给定一组n个字符串arr[],找到包含给定集合中每个字符串的最小字符串作为子字符串。我们可以假设arr[]中没有字符串是另一个字符串的子字符串。 例如:
Input: arr[] = {"geeks", "quiz", "for"}Output: geeksquizforInput: arr[] = {"catg", "ctaagt", "gcta", "ttca", "atgcatc"}Output: gctaagttcatgcatc
最短超弦贪婪近似算法 最短超弦问题是一个非常复杂的问题 NP难 问题总是找到最短超弦的解决方案需要指数时间。
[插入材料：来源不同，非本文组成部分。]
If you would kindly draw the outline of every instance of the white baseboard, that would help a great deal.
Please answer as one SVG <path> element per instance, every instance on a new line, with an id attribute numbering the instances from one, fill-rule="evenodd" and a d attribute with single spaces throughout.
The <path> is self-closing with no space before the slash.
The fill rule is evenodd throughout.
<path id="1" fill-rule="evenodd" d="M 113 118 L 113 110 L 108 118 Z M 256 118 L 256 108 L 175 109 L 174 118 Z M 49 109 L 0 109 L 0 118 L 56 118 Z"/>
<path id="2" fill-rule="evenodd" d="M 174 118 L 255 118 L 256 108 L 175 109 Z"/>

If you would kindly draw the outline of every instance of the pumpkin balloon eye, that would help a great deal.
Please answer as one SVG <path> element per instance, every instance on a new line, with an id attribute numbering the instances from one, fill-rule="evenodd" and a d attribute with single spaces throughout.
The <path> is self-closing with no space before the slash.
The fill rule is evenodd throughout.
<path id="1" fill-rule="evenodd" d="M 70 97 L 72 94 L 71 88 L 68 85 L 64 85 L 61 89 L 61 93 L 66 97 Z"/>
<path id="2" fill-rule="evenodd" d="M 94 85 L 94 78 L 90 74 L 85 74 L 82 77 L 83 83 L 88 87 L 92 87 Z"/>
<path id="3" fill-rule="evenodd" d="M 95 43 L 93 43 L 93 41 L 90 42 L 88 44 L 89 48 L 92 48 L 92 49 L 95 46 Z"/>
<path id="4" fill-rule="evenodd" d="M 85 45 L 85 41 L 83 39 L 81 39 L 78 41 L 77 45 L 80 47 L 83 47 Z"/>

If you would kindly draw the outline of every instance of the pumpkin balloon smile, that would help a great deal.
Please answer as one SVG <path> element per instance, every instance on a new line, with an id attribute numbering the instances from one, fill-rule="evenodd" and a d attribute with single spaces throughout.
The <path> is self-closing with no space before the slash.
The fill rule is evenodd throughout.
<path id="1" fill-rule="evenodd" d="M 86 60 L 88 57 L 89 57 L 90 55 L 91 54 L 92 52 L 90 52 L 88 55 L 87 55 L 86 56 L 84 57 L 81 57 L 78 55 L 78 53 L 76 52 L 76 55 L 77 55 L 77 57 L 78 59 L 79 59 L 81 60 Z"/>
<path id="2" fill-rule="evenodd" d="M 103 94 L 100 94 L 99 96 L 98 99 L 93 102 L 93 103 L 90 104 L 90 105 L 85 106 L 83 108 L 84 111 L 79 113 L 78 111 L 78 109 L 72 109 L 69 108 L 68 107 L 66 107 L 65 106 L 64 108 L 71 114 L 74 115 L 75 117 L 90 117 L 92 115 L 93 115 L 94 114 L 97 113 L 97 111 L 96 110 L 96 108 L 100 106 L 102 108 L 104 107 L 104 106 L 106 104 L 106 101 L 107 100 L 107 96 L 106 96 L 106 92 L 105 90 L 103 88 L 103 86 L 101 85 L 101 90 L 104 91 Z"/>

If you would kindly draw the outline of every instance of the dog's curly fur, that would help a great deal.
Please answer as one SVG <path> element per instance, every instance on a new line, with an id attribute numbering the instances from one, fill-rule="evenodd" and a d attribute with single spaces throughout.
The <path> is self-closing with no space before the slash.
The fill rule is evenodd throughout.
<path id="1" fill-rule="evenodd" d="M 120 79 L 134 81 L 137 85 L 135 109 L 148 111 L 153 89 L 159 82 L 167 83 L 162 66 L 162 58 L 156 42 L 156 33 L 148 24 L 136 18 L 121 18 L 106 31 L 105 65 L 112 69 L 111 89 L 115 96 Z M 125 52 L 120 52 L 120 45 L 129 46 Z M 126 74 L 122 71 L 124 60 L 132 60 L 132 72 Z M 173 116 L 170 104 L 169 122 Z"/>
下面是一个近似的贪婪算法。
Let arr[] be given set of strings.1) Create an auxiliary array of strings, temp[]. Copy contents of arr[] to temp[]2) While temp[] contains more than one strings a) Find the most overlapping string pair in temp[]. Let this pair be 'a' and 'b'. b) Replace 'a' and 'b' with the string obtained after combining them.3) The only string left in temp[] is the result, return it.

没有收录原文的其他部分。